M. Pigot looked at it an instant, while his companion added a sentence in his ear; then, with a nod of assent, the detective turned down one of the passage-ways, the other man at his heels.
“Official business, no doubt,” commented the purser, who had also been watching this little scene. “M. Pigot is one of the best of our officers, and you will find it a pleasure to talk with him. He will no doubt soon be disengaged.”
“Yes, but meanwhile my esteemed contemporaries will arrive,” said Godfrey, with a grimace. “They are on my heels—here they are now!”
In fact, for the next twenty minutes, reporters from the other papers kept arriving, till there was quite a crowd before the purser’s office. And from nearly every paper a special man had been detailed to interview M. Pigot. Evidently all the papers were alive to the importance of the subject. There was some good-natured chaffing, and then one of the stewards was bribed to carry the cards of the assembled multitude to M. Pigot’s stateroom, with the request for an audience.
The steward went away laughing, and came back presently to say that M. Pigot would be pleased to see us in a few minutes. But when five minutes more passed and he did not appear, impatience broke out anew. The lords of the press were not accustomed to being kept waiting.
“I move we storm his castle,” suggested the World man.
And just then, M. Pigot himself stepped out into the companionway. In an instant he was surrounded.
“My good friends of the press,” he said, speaking slowly, but with only the faintest accent, and he smiled around at the faces bent upon him. “You will pardon me for keeping you in waiting, but I had some matters of the first importance to attend to; and also my bag to pack. Steward,” he added, “you will find my bag outside my door. Please bring it here, so that I may be ready to go ashore at once.” The steward hurried away, and M. Pigot turned back to us. “Now, gentlemen,” he went on, “what is it that I can do for you?”
It was to Godfrey that the position of spokesman naturally fell.
“We wish first to welcome you to America, M. Pigot,” he said, “and to hope that you will have a pleasant and interesting stay in our country.”
“You are most kind,” responded the Frenchman, with a charming smile. “I am sure that I shall find it most interesting—especially your wonderful city, of which I have heard many marvellous things.”

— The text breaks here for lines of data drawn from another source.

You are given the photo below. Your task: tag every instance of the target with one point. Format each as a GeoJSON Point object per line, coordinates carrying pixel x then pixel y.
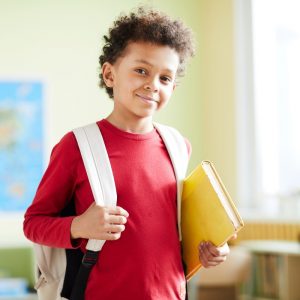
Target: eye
{"type": "Point", "coordinates": [141, 71]}
{"type": "Point", "coordinates": [166, 79]}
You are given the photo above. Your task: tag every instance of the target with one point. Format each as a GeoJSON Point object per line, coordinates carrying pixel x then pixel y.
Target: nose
{"type": "Point", "coordinates": [151, 85]}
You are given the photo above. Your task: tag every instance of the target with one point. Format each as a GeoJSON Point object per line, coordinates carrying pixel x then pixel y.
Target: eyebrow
{"type": "Point", "coordinates": [149, 64]}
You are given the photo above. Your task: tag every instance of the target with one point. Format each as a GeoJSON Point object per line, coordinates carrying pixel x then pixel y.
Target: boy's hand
{"type": "Point", "coordinates": [210, 255]}
{"type": "Point", "coordinates": [102, 223]}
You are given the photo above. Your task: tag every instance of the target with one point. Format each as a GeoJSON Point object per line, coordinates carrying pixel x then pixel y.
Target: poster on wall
{"type": "Point", "coordinates": [21, 143]}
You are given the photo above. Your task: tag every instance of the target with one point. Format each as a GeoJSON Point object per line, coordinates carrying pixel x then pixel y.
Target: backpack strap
{"type": "Point", "coordinates": [99, 172]}
{"type": "Point", "coordinates": [98, 169]}
{"type": "Point", "coordinates": [179, 156]}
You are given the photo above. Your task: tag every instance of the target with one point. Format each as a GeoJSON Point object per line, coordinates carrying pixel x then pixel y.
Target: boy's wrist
{"type": "Point", "coordinates": [74, 231]}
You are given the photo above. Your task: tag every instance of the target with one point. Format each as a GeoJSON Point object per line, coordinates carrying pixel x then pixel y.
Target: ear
{"type": "Point", "coordinates": [107, 74]}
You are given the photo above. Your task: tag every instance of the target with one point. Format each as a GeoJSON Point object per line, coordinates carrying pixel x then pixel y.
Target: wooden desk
{"type": "Point", "coordinates": [275, 269]}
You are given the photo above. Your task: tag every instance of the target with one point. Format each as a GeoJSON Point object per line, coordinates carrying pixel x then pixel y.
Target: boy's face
{"type": "Point", "coordinates": [143, 79]}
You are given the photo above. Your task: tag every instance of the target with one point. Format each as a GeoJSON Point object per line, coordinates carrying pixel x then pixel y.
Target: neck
{"type": "Point", "coordinates": [139, 126]}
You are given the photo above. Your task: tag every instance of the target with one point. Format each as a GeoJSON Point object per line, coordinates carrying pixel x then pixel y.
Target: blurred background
{"type": "Point", "coordinates": [238, 104]}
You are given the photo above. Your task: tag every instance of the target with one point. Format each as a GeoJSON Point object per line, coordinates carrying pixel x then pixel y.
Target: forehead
{"type": "Point", "coordinates": [155, 55]}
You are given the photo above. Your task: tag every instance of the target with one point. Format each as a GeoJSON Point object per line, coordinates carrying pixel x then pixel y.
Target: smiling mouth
{"type": "Point", "coordinates": [147, 98]}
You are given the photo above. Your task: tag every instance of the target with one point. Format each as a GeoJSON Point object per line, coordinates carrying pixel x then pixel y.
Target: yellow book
{"type": "Point", "coordinates": [207, 214]}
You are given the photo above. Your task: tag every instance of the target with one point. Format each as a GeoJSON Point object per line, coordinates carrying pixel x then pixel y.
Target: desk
{"type": "Point", "coordinates": [275, 269]}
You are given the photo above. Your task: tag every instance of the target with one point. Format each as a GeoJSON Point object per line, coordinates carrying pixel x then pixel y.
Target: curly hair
{"type": "Point", "coordinates": [146, 25]}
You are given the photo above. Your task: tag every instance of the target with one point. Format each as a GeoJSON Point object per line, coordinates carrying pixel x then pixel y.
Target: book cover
{"type": "Point", "coordinates": [207, 214]}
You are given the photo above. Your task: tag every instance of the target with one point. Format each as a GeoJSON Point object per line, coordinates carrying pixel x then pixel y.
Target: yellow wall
{"type": "Point", "coordinates": [59, 42]}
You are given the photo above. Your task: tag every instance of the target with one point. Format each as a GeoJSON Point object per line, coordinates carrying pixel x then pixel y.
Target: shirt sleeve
{"type": "Point", "coordinates": [42, 222]}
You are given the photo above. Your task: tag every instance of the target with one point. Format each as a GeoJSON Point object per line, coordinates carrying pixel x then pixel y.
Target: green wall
{"type": "Point", "coordinates": [59, 41]}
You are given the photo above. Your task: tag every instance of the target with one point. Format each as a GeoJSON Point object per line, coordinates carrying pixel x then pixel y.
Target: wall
{"type": "Point", "coordinates": [59, 42]}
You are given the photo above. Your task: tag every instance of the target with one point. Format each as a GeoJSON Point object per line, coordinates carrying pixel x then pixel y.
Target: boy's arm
{"type": "Point", "coordinates": [43, 223]}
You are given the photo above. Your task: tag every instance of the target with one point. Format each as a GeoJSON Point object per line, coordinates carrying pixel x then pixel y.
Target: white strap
{"type": "Point", "coordinates": [178, 153]}
{"type": "Point", "coordinates": [98, 168]}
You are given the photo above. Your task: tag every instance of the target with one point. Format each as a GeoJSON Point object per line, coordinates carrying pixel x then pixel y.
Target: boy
{"type": "Point", "coordinates": [142, 56]}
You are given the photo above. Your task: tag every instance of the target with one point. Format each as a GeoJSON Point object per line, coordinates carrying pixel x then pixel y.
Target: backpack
{"type": "Point", "coordinates": [63, 273]}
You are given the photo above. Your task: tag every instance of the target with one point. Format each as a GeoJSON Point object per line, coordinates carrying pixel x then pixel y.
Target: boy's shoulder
{"type": "Point", "coordinates": [162, 128]}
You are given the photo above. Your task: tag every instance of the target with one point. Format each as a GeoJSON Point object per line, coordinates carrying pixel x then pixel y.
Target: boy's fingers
{"type": "Point", "coordinates": [118, 211]}
{"type": "Point", "coordinates": [113, 219]}
{"type": "Point", "coordinates": [218, 251]}
{"type": "Point", "coordinates": [115, 228]}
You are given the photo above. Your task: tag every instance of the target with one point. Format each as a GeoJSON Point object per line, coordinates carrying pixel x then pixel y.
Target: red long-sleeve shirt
{"type": "Point", "coordinates": [145, 263]}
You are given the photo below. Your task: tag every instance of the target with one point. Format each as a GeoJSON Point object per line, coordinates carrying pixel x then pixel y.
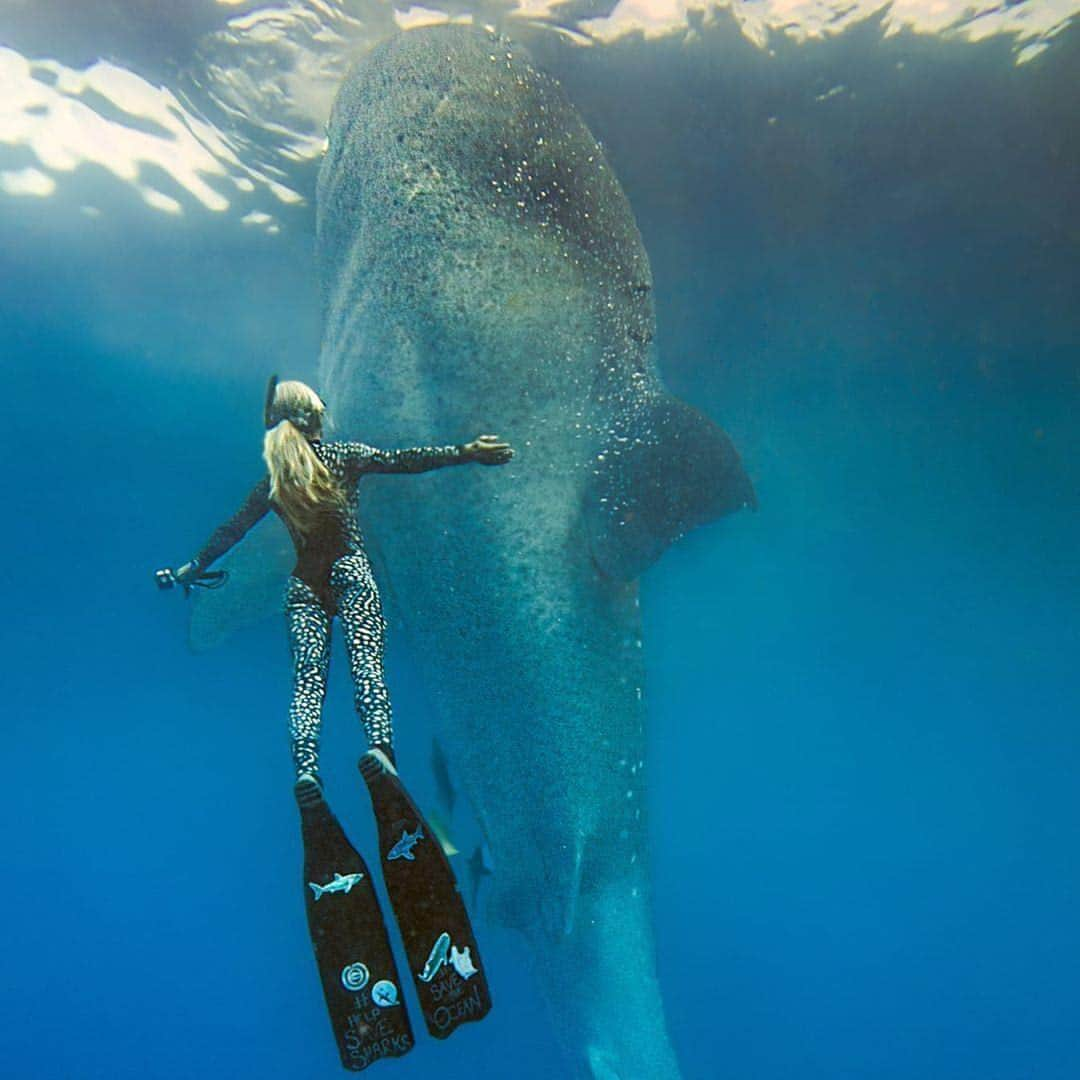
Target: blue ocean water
{"type": "Point", "coordinates": [863, 698]}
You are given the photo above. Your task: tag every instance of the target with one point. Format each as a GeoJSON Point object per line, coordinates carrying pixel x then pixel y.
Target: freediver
{"type": "Point", "coordinates": [312, 486]}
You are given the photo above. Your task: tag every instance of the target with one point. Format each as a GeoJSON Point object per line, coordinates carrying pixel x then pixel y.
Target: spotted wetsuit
{"type": "Point", "coordinates": [333, 576]}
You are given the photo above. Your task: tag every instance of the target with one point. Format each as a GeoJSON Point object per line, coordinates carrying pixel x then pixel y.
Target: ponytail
{"type": "Point", "coordinates": [300, 485]}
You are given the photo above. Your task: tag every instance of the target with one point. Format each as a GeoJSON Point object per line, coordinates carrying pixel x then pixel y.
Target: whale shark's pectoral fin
{"type": "Point", "coordinates": [258, 568]}
{"type": "Point", "coordinates": [665, 471]}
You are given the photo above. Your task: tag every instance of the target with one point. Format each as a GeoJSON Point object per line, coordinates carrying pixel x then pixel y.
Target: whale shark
{"type": "Point", "coordinates": [481, 270]}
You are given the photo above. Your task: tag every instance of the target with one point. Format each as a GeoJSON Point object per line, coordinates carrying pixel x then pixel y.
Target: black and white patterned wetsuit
{"type": "Point", "coordinates": [333, 576]}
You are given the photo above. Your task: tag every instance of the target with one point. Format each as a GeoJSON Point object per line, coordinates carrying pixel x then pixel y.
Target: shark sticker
{"type": "Point", "coordinates": [403, 849]}
{"type": "Point", "coordinates": [341, 882]}
{"type": "Point", "coordinates": [443, 953]}
{"type": "Point", "coordinates": [461, 962]}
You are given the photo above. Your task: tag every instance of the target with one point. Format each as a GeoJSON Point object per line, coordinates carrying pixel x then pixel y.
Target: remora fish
{"type": "Point", "coordinates": [482, 271]}
{"type": "Point", "coordinates": [340, 883]}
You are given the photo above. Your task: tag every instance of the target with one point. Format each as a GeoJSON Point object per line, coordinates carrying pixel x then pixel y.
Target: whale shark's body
{"type": "Point", "coordinates": [482, 271]}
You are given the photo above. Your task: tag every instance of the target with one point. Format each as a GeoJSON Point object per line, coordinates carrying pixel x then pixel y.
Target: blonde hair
{"type": "Point", "coordinates": [300, 484]}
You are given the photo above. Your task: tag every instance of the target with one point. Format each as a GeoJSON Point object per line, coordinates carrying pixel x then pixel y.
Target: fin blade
{"type": "Point", "coordinates": [429, 909]}
{"type": "Point", "coordinates": [356, 967]}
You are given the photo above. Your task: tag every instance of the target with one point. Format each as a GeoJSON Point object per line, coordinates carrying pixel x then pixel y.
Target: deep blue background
{"type": "Point", "coordinates": [864, 698]}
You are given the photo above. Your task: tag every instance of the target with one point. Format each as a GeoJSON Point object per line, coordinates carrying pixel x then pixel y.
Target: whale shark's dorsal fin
{"type": "Point", "coordinates": [666, 470]}
{"type": "Point", "coordinates": [258, 568]}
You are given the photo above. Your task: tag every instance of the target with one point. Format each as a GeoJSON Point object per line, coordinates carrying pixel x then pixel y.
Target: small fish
{"type": "Point", "coordinates": [403, 849]}
{"type": "Point", "coordinates": [340, 883]}
{"type": "Point", "coordinates": [480, 867]}
{"type": "Point", "coordinates": [461, 960]}
{"type": "Point", "coordinates": [442, 772]}
{"type": "Point", "coordinates": [436, 957]}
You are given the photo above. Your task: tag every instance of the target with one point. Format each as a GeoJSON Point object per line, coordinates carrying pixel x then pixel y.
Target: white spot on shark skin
{"type": "Point", "coordinates": [160, 201]}
{"type": "Point", "coordinates": [27, 181]}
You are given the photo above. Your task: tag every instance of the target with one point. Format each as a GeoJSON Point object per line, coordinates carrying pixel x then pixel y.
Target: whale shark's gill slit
{"type": "Point", "coordinates": [667, 470]}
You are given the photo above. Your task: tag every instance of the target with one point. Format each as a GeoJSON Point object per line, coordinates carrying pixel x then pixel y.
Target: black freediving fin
{"type": "Point", "coordinates": [442, 950]}
{"type": "Point", "coordinates": [352, 948]}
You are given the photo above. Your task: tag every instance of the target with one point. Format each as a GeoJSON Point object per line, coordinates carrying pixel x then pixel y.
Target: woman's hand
{"type": "Point", "coordinates": [187, 572]}
{"type": "Point", "coordinates": [488, 450]}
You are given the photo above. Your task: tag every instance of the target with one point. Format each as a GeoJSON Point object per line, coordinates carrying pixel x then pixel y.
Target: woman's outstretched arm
{"type": "Point", "coordinates": [255, 508]}
{"type": "Point", "coordinates": [486, 449]}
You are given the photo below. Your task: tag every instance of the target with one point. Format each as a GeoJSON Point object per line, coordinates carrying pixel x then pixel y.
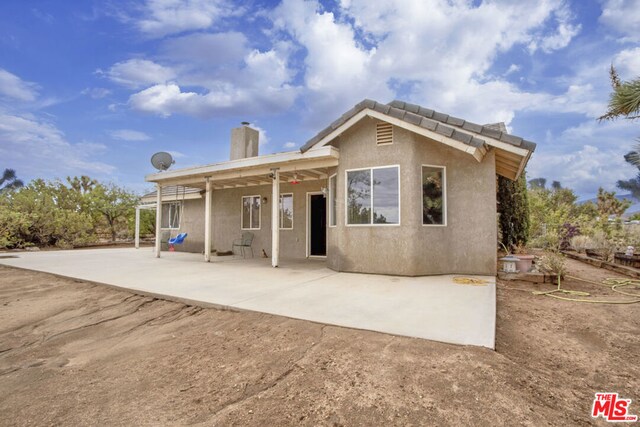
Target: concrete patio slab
{"type": "Point", "coordinates": [431, 307]}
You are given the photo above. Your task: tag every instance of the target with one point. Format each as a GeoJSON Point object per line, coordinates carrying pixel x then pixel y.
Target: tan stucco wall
{"type": "Point", "coordinates": [466, 245]}
{"type": "Point", "coordinates": [226, 220]}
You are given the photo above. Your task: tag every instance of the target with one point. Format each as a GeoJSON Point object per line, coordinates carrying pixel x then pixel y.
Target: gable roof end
{"type": "Point", "coordinates": [456, 131]}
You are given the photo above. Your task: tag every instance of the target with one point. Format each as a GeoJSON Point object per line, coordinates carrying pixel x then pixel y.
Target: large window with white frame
{"type": "Point", "coordinates": [333, 198]}
{"type": "Point", "coordinates": [373, 196]}
{"type": "Point", "coordinates": [434, 209]}
{"type": "Point", "coordinates": [286, 211]}
{"type": "Point", "coordinates": [251, 212]}
{"type": "Point", "coordinates": [171, 215]}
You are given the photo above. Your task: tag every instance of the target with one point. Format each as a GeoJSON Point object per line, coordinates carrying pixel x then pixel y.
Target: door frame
{"type": "Point", "coordinates": [308, 227]}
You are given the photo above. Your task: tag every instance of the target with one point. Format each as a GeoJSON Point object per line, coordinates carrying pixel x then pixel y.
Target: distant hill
{"type": "Point", "coordinates": [634, 208]}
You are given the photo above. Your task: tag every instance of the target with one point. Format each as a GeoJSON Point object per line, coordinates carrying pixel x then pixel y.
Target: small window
{"type": "Point", "coordinates": [433, 195]}
{"type": "Point", "coordinates": [373, 196]}
{"type": "Point", "coordinates": [171, 215]}
{"type": "Point", "coordinates": [384, 133]}
{"type": "Point", "coordinates": [286, 211]}
{"type": "Point", "coordinates": [251, 212]}
{"type": "Point", "coordinates": [333, 198]}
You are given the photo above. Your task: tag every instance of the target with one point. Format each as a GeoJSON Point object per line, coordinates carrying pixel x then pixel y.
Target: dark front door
{"type": "Point", "coordinates": [318, 225]}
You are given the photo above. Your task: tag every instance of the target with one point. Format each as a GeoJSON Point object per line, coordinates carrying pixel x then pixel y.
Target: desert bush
{"type": "Point", "coordinates": [553, 262]}
{"type": "Point", "coordinates": [581, 243]}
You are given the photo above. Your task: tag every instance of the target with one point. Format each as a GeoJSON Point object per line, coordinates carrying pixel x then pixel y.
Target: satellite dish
{"type": "Point", "coordinates": [162, 161]}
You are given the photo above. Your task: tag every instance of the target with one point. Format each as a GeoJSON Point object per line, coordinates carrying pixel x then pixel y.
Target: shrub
{"type": "Point", "coordinates": [581, 243]}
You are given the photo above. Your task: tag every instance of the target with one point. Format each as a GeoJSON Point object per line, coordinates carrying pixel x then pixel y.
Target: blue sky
{"type": "Point", "coordinates": [96, 87]}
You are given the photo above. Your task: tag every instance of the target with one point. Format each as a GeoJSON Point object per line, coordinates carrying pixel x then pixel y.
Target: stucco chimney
{"type": "Point", "coordinates": [244, 142]}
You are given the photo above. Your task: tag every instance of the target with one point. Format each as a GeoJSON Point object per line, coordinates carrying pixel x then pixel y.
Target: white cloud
{"type": "Point", "coordinates": [12, 86]}
{"type": "Point", "coordinates": [623, 17]}
{"type": "Point", "coordinates": [513, 68]}
{"type": "Point", "coordinates": [129, 135]}
{"type": "Point", "coordinates": [565, 32]}
{"type": "Point", "coordinates": [36, 148]}
{"type": "Point", "coordinates": [136, 73]}
{"type": "Point", "coordinates": [439, 52]}
{"type": "Point", "coordinates": [163, 17]}
{"type": "Point", "coordinates": [259, 85]}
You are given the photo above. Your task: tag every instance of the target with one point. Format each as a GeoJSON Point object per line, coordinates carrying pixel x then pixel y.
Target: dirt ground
{"type": "Point", "coordinates": [74, 353]}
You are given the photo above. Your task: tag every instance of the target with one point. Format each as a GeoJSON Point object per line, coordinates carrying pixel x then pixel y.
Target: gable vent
{"type": "Point", "coordinates": [384, 133]}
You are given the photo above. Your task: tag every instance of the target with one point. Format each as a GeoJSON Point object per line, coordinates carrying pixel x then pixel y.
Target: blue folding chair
{"type": "Point", "coordinates": [178, 240]}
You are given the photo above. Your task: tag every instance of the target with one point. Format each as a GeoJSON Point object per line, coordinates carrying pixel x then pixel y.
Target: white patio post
{"type": "Point", "coordinates": [275, 218]}
{"type": "Point", "coordinates": [137, 235]}
{"type": "Point", "coordinates": [158, 219]}
{"type": "Point", "coordinates": [207, 221]}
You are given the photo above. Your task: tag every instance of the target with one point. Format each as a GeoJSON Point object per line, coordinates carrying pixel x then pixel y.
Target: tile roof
{"type": "Point", "coordinates": [444, 124]}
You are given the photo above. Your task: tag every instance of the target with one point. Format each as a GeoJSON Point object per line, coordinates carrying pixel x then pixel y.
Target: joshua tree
{"type": "Point", "coordinates": [9, 181]}
{"type": "Point", "coordinates": [624, 101]}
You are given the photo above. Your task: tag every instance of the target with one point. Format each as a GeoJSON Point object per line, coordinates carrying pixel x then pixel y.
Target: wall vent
{"type": "Point", "coordinates": [384, 133]}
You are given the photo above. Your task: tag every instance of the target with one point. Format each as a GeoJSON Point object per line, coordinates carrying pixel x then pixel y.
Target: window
{"type": "Point", "coordinates": [433, 195]}
{"type": "Point", "coordinates": [333, 198]}
{"type": "Point", "coordinates": [286, 211]}
{"type": "Point", "coordinates": [373, 196]}
{"type": "Point", "coordinates": [171, 215]}
{"type": "Point", "coordinates": [384, 133]}
{"type": "Point", "coordinates": [251, 212]}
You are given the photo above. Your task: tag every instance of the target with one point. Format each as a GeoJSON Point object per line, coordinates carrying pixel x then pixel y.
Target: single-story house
{"type": "Point", "coordinates": [386, 188]}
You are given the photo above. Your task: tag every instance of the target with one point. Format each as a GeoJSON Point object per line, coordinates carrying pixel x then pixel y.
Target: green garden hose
{"type": "Point", "coordinates": [612, 283]}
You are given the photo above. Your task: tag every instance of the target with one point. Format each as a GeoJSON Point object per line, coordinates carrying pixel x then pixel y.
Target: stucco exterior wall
{"type": "Point", "coordinates": [465, 245]}
{"type": "Point", "coordinates": [226, 220]}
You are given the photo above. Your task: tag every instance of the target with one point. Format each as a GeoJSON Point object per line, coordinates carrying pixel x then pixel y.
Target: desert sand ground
{"type": "Point", "coordinates": [74, 353]}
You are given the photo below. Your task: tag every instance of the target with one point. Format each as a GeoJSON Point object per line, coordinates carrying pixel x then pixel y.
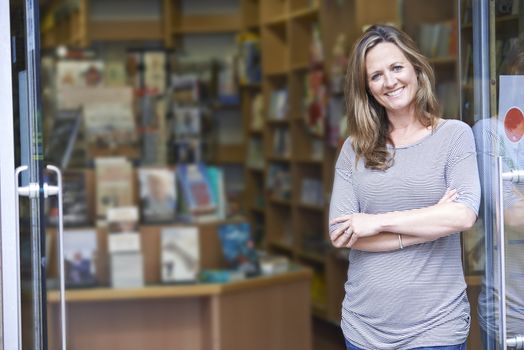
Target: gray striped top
{"type": "Point", "coordinates": [416, 296]}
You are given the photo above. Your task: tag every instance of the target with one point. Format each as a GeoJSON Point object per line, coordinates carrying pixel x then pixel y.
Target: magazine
{"type": "Point", "coordinates": [180, 254]}
{"type": "Point", "coordinates": [80, 248]}
{"type": "Point", "coordinates": [114, 184]}
{"type": "Point", "coordinates": [157, 194]}
{"type": "Point", "coordinates": [238, 247]}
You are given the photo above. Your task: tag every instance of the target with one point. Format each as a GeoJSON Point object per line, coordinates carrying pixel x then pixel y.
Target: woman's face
{"type": "Point", "coordinates": [391, 78]}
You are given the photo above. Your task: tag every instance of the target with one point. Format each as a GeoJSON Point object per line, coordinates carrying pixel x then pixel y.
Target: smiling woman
{"type": "Point", "coordinates": [399, 201]}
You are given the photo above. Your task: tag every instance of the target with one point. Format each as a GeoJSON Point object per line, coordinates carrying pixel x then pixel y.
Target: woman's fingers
{"type": "Point", "coordinates": [449, 196]}
{"type": "Point", "coordinates": [341, 230]}
{"type": "Point", "coordinates": [343, 239]}
{"type": "Point", "coordinates": [340, 219]}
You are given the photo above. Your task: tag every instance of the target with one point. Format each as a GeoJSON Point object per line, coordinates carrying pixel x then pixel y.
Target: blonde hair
{"type": "Point", "coordinates": [368, 124]}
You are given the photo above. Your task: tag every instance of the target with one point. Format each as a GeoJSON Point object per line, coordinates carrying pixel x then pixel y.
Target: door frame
{"type": "Point", "coordinates": [10, 267]}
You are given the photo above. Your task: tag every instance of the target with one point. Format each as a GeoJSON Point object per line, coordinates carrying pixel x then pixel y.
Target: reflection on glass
{"type": "Point", "coordinates": [500, 135]}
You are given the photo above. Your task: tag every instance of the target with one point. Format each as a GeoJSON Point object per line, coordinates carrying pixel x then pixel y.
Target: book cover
{"type": "Point", "coordinates": [80, 248]}
{"type": "Point", "coordinates": [155, 72]}
{"type": "Point", "coordinates": [109, 124]}
{"type": "Point", "coordinates": [114, 184]}
{"type": "Point", "coordinates": [185, 88]}
{"type": "Point", "coordinates": [158, 195]}
{"type": "Point", "coordinates": [180, 254]}
{"type": "Point", "coordinates": [196, 189]}
{"type": "Point", "coordinates": [127, 270]}
{"type": "Point", "coordinates": [79, 73]}
{"type": "Point", "coordinates": [238, 247]}
{"type": "Point", "coordinates": [122, 219]}
{"type": "Point", "coordinates": [187, 122]}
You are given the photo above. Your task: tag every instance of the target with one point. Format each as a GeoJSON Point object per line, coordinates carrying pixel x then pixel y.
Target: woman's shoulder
{"type": "Point", "coordinates": [454, 124]}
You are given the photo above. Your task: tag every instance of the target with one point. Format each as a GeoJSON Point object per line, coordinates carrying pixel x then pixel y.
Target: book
{"type": "Point", "coordinates": [238, 247]}
{"type": "Point", "coordinates": [257, 112]}
{"type": "Point", "coordinates": [187, 151]}
{"type": "Point", "coordinates": [278, 181]}
{"type": "Point", "coordinates": [75, 199]}
{"type": "Point", "coordinates": [278, 104]}
{"type": "Point", "coordinates": [158, 195]}
{"type": "Point", "coordinates": [187, 122]}
{"type": "Point", "coordinates": [155, 72]}
{"type": "Point", "coordinates": [122, 219]}
{"type": "Point", "coordinates": [114, 184]}
{"type": "Point", "coordinates": [76, 97]}
{"type": "Point", "coordinates": [186, 88]}
{"type": "Point", "coordinates": [249, 62]}
{"type": "Point", "coordinates": [195, 188]}
{"type": "Point", "coordinates": [62, 141]}
{"type": "Point", "coordinates": [80, 248]}
{"type": "Point", "coordinates": [110, 124]}
{"type": "Point", "coordinates": [255, 154]}
{"type": "Point", "coordinates": [315, 100]}
{"type": "Point", "coordinates": [79, 73]}
{"type": "Point", "coordinates": [216, 181]}
{"type": "Point", "coordinates": [180, 254]}
{"type": "Point", "coordinates": [281, 142]}
{"type": "Point", "coordinates": [227, 81]}
{"type": "Point", "coordinates": [127, 270]}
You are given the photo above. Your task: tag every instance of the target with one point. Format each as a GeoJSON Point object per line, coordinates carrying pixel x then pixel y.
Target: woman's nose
{"type": "Point", "coordinates": [389, 80]}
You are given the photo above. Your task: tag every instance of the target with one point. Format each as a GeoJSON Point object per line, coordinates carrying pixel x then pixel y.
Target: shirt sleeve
{"type": "Point", "coordinates": [343, 198]}
{"type": "Point", "coordinates": [462, 169]}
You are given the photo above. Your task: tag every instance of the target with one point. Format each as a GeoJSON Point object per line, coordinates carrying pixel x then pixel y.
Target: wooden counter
{"type": "Point", "coordinates": [267, 312]}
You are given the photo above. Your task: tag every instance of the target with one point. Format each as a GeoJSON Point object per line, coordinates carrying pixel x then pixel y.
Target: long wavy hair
{"type": "Point", "coordinates": [368, 125]}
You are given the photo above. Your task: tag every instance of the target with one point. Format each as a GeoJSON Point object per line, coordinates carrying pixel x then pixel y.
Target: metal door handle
{"type": "Point", "coordinates": [57, 191]}
{"type": "Point", "coordinates": [516, 342]}
{"type": "Point", "coordinates": [515, 176]}
{"type": "Point", "coordinates": [32, 190]}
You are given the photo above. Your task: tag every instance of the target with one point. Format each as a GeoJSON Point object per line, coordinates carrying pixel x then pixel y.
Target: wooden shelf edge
{"type": "Point", "coordinates": [197, 24]}
{"type": "Point", "coordinates": [179, 291]}
{"type": "Point", "coordinates": [115, 30]}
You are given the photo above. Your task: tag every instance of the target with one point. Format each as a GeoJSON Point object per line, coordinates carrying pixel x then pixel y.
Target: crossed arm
{"type": "Point", "coordinates": [379, 232]}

“And in the next place,” continued Godfrey, “we hope that, with your assistance, our police may be able to solve the mystery surrounding the death of the three men recently killed here, and to arrest the murderer. Of themselves, they seem to be able to do nothing.”
M. Pigot spread out his hands with a little deprecating gesture.
“I also hope we may be successful,” he said; “but if your police have not been, my poor help will be of little account. I have a profound admiration for your police; the results which they accomplish are wonderful, when one considers the difficulties under which they labour.”